14th IFAC Symposium on System Identification, SYSID 2006

SYSID-2006 Paper Abstract


Paper WeB2.6

Young, Peter (Lancaster Univ.)

An Instrumental Variable Approach to ARMA Model Identification and Estimation

Scheduled for presentation during the Regular Session "Identification of Linear Systems I" (WeB2), Wednesday, March 29, 2006, 17:10−17:30, Banquet Room

14th IFAC Symposium on System Identification, March 29 - 31, 2006, Newcastle, Australia

This information is tentative and subject to change. Compiled on July 17, 2018

Keywords Time Series, Maximum Likelihood Methods, Recursive Identification


The paper describes an optimal Instrumental Variable (IV) algorithm for estimating an AutoRegressive Moving Average model of a time series.

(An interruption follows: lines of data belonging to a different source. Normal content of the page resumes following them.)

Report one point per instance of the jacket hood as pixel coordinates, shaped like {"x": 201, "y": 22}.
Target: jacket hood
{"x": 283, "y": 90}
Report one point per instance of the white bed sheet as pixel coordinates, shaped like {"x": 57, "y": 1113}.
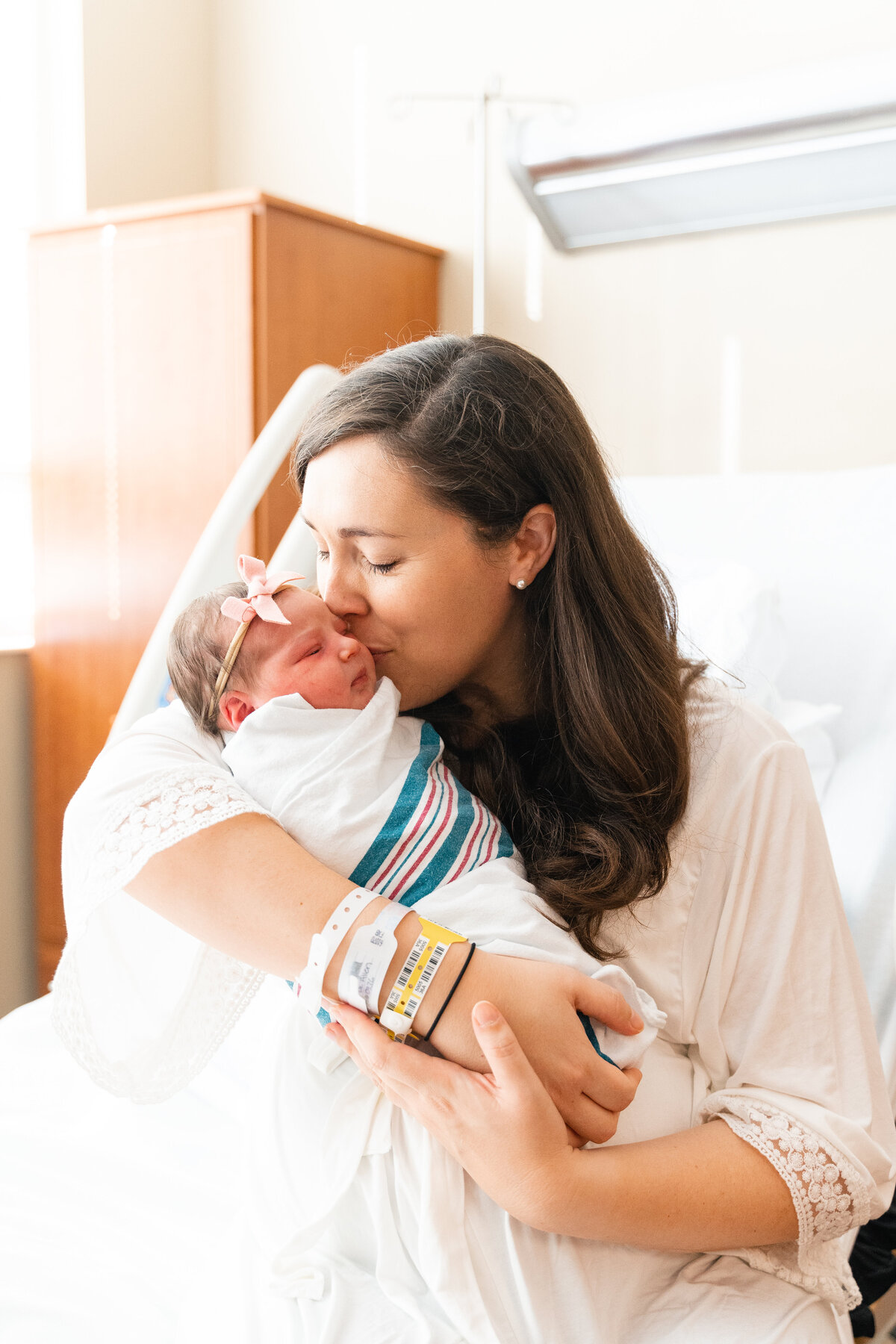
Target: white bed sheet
{"x": 109, "y": 1210}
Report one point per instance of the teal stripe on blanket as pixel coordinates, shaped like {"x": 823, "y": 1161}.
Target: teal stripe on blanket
{"x": 588, "y": 1031}
{"x": 406, "y": 804}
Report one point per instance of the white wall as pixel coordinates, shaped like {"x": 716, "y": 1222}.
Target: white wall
{"x": 635, "y": 329}
{"x": 148, "y": 99}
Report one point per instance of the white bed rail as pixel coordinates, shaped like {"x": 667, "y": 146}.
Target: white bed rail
{"x": 213, "y": 561}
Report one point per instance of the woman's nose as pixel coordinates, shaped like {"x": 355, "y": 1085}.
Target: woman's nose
{"x": 349, "y": 647}
{"x": 340, "y": 593}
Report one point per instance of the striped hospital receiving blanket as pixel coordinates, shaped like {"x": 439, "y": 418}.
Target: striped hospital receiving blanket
{"x": 368, "y": 793}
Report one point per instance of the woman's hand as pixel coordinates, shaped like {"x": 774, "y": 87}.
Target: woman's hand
{"x": 501, "y": 1125}
{"x": 541, "y": 1001}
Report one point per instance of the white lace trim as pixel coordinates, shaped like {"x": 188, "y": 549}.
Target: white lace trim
{"x": 828, "y": 1192}
{"x": 164, "y": 811}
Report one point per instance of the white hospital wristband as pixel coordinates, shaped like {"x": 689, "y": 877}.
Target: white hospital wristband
{"x": 368, "y": 959}
{"x": 324, "y": 945}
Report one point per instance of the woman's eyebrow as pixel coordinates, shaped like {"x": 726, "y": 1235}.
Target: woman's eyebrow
{"x": 346, "y": 532}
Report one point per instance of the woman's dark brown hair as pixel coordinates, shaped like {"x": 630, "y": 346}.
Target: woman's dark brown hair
{"x": 594, "y": 783}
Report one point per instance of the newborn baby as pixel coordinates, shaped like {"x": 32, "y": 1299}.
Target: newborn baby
{"x": 314, "y": 738}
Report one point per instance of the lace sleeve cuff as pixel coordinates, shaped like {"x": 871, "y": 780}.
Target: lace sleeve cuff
{"x": 827, "y": 1189}
{"x": 141, "y": 1004}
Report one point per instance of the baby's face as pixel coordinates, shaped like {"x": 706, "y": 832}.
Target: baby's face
{"x": 312, "y": 656}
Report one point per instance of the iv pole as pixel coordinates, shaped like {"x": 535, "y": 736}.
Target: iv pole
{"x": 481, "y": 101}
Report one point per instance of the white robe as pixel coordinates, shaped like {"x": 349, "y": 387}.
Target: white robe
{"x": 768, "y": 1026}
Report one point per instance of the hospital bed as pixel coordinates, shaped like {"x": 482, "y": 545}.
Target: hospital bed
{"x": 785, "y": 582}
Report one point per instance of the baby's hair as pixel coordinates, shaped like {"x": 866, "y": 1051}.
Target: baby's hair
{"x": 196, "y": 648}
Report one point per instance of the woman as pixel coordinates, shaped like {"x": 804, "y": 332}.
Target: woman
{"x": 469, "y": 535}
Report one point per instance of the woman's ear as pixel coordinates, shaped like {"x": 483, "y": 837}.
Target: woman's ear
{"x": 534, "y": 544}
{"x": 233, "y": 709}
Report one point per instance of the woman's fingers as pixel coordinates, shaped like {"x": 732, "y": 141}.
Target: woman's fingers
{"x": 503, "y": 1051}
{"x": 597, "y": 999}
{"x": 390, "y": 1063}
{"x": 610, "y": 1088}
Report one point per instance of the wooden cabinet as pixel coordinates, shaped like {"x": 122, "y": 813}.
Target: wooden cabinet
{"x": 163, "y": 337}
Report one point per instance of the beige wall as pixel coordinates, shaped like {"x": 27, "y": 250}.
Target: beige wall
{"x": 16, "y": 927}
{"x": 635, "y": 329}
{"x": 148, "y": 99}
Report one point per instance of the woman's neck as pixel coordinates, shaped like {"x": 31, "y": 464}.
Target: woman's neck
{"x": 500, "y": 690}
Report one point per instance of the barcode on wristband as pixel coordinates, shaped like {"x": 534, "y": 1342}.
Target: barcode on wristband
{"x": 423, "y": 983}
{"x": 408, "y": 969}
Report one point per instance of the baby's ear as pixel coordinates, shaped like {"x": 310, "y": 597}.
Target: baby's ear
{"x": 233, "y": 710}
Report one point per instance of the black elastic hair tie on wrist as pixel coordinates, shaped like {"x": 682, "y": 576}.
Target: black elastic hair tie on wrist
{"x": 435, "y": 1021}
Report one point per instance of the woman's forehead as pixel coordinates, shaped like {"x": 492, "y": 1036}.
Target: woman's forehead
{"x": 358, "y": 490}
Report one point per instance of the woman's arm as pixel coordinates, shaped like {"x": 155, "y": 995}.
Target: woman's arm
{"x": 695, "y": 1191}
{"x": 243, "y": 886}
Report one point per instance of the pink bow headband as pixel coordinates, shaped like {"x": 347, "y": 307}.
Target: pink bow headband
{"x": 258, "y": 601}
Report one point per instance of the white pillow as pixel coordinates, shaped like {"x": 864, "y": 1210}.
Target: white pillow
{"x": 731, "y": 617}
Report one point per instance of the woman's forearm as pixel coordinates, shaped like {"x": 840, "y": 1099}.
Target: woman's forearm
{"x": 246, "y": 887}
{"x": 703, "y": 1189}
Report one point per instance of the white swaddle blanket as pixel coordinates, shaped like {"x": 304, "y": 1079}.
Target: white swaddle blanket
{"x": 367, "y": 793}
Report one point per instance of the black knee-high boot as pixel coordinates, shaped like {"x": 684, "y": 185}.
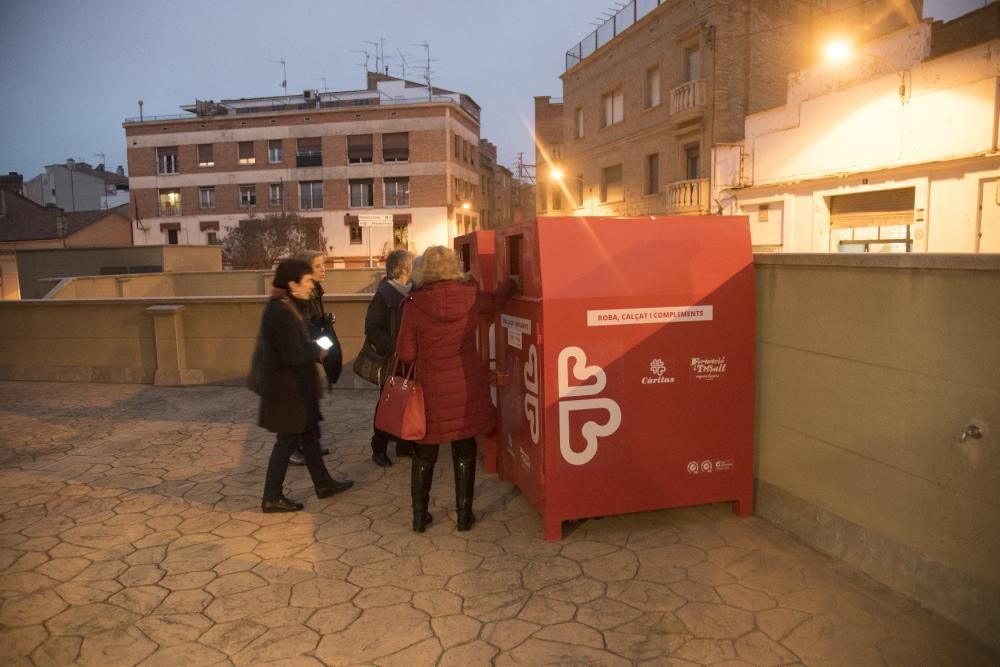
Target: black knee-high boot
{"x": 463, "y": 455}
{"x": 421, "y": 477}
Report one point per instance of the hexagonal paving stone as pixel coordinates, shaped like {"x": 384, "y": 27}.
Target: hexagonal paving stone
{"x": 377, "y": 633}
{"x": 715, "y": 621}
{"x": 540, "y": 652}
{"x": 472, "y": 653}
{"x": 31, "y": 609}
{"x": 437, "y": 603}
{"x": 90, "y": 619}
{"x": 120, "y": 646}
{"x": 455, "y": 630}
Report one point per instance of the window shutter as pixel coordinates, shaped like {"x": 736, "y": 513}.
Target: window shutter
{"x": 873, "y": 209}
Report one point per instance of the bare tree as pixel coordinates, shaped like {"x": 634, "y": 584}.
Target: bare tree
{"x": 259, "y": 243}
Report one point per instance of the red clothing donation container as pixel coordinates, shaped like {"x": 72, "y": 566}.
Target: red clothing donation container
{"x": 476, "y": 256}
{"x": 626, "y": 366}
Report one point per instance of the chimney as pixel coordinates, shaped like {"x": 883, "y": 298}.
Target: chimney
{"x": 61, "y": 224}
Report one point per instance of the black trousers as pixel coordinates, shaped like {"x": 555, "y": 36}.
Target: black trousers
{"x": 277, "y": 466}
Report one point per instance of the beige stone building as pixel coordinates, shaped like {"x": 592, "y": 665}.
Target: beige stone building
{"x": 25, "y": 225}
{"x": 395, "y": 148}
{"x": 650, "y": 93}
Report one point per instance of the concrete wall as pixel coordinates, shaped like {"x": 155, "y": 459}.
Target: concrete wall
{"x": 870, "y": 370}
{"x": 214, "y": 283}
{"x": 37, "y": 265}
{"x": 181, "y": 341}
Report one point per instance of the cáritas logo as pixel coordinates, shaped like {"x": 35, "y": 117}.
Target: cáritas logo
{"x": 658, "y": 370}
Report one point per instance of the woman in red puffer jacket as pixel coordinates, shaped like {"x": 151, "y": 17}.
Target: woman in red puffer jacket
{"x": 438, "y": 334}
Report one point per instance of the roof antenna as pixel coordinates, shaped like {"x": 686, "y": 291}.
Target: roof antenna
{"x": 284, "y": 74}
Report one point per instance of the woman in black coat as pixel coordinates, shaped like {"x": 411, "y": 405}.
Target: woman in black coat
{"x": 381, "y": 326}
{"x": 289, "y": 403}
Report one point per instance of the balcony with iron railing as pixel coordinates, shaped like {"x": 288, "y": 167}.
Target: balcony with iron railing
{"x": 688, "y": 99}
{"x": 688, "y": 196}
{"x": 624, "y": 18}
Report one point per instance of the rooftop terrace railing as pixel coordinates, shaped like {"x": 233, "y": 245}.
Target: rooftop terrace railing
{"x": 611, "y": 28}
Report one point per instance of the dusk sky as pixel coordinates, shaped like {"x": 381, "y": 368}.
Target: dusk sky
{"x": 73, "y": 70}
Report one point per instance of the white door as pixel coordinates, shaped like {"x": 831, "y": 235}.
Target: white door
{"x": 989, "y": 217}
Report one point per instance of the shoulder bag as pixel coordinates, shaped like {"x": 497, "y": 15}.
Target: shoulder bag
{"x": 400, "y": 410}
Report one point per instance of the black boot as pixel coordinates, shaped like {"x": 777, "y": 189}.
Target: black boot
{"x": 421, "y": 477}
{"x": 463, "y": 454}
{"x": 380, "y": 446}
{"x": 279, "y": 504}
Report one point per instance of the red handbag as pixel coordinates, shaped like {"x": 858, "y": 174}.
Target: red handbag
{"x": 400, "y": 410}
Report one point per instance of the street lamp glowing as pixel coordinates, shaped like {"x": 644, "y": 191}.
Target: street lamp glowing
{"x": 838, "y": 51}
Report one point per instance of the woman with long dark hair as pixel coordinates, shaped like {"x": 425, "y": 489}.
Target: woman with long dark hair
{"x": 289, "y": 403}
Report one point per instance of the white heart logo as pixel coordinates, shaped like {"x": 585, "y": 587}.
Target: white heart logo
{"x": 531, "y": 412}
{"x": 581, "y": 372}
{"x": 591, "y": 430}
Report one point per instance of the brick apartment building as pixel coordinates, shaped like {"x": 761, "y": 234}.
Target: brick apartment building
{"x": 394, "y": 148}
{"x": 496, "y": 188}
{"x": 650, "y": 93}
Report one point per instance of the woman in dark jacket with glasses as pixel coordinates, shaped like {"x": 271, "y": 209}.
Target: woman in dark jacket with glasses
{"x": 289, "y": 403}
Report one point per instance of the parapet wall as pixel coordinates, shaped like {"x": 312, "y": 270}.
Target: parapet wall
{"x": 871, "y": 369}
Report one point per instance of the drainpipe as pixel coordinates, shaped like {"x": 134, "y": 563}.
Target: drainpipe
{"x": 61, "y": 224}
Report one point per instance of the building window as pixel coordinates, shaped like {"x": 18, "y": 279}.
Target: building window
{"x": 309, "y": 152}
{"x": 248, "y": 196}
{"x": 692, "y": 63}
{"x": 614, "y": 106}
{"x": 362, "y": 192}
{"x": 170, "y": 202}
{"x": 166, "y": 160}
{"x": 397, "y": 192}
{"x": 692, "y": 161}
{"x": 245, "y": 153}
{"x": 652, "y": 87}
{"x": 205, "y": 158}
{"x": 311, "y": 195}
{"x": 612, "y": 188}
{"x": 206, "y": 197}
{"x": 359, "y": 149}
{"x": 275, "y": 153}
{"x": 653, "y": 174}
{"x": 396, "y": 147}
{"x": 275, "y": 195}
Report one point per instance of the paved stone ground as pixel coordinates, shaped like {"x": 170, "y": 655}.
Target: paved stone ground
{"x": 131, "y": 534}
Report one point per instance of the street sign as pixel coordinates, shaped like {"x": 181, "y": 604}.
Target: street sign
{"x": 375, "y": 220}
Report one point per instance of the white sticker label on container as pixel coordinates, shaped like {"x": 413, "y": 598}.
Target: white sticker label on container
{"x": 518, "y": 324}
{"x": 514, "y": 338}
{"x": 620, "y": 316}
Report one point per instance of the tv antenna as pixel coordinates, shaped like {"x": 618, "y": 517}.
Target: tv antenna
{"x": 368, "y": 58}
{"x": 284, "y": 74}
{"x": 427, "y": 68}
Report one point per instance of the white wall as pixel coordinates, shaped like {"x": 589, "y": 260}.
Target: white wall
{"x": 849, "y": 131}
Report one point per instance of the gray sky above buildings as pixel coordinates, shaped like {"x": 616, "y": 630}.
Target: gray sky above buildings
{"x": 72, "y": 70}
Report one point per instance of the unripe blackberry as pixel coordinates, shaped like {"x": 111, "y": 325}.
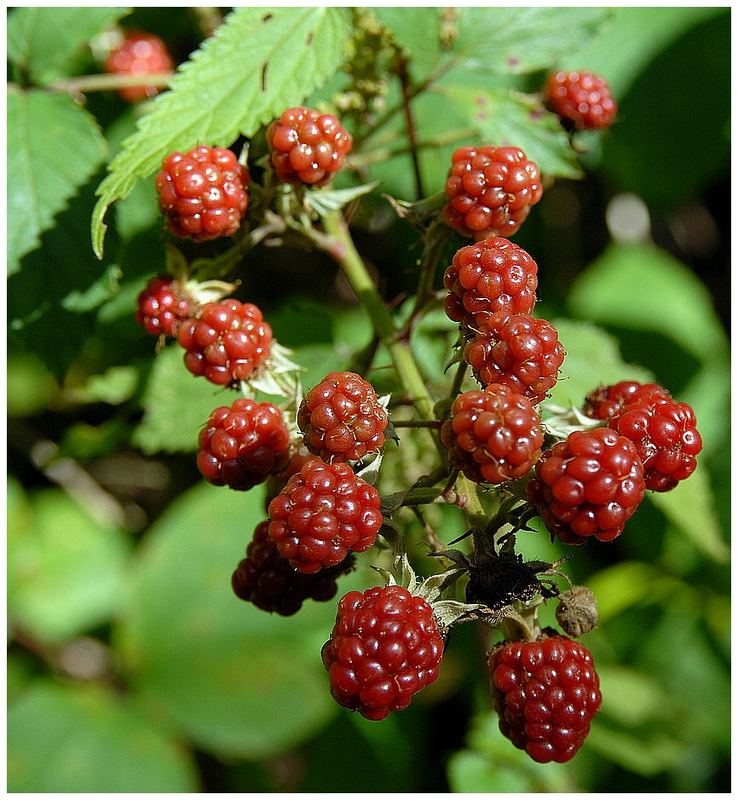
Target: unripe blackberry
{"x": 268, "y": 581}
{"x": 546, "y": 693}
{"x": 493, "y": 436}
{"x": 225, "y": 341}
{"x": 203, "y": 193}
{"x": 490, "y": 281}
{"x": 385, "y": 647}
{"x": 523, "y": 353}
{"x": 307, "y": 146}
{"x": 324, "y": 513}
{"x": 582, "y": 98}
{"x": 342, "y": 418}
{"x": 490, "y": 190}
{"x": 588, "y": 485}
{"x": 242, "y": 444}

This IVARMA method is based on a modification of a previous algorithm and utilizes the Simplified Refined Instrumental Variable (SRIV) algorithm to estimate the ARMA model from the results of initial, high order, AutoRegressive (AR) model estimation. Using Monte Carlo simulation, the new algorithm is compared with the maximum likelihood method of ARMA estimation, using the well known PEM algorithm, and shown to produce parameter estimates with similar, statistically efficient properties. It is also incorporated in the Refined Instrumental Variable (RIV) algorithm to produce a new implementation of RIV for the full Box-Jenkins TF model form. Once again, MCS analysis confirms that this performs in a similar, statistically optimal manner to PEM, without the need for gradient-type optimization and with less sensitivity to the choice of initial conditions.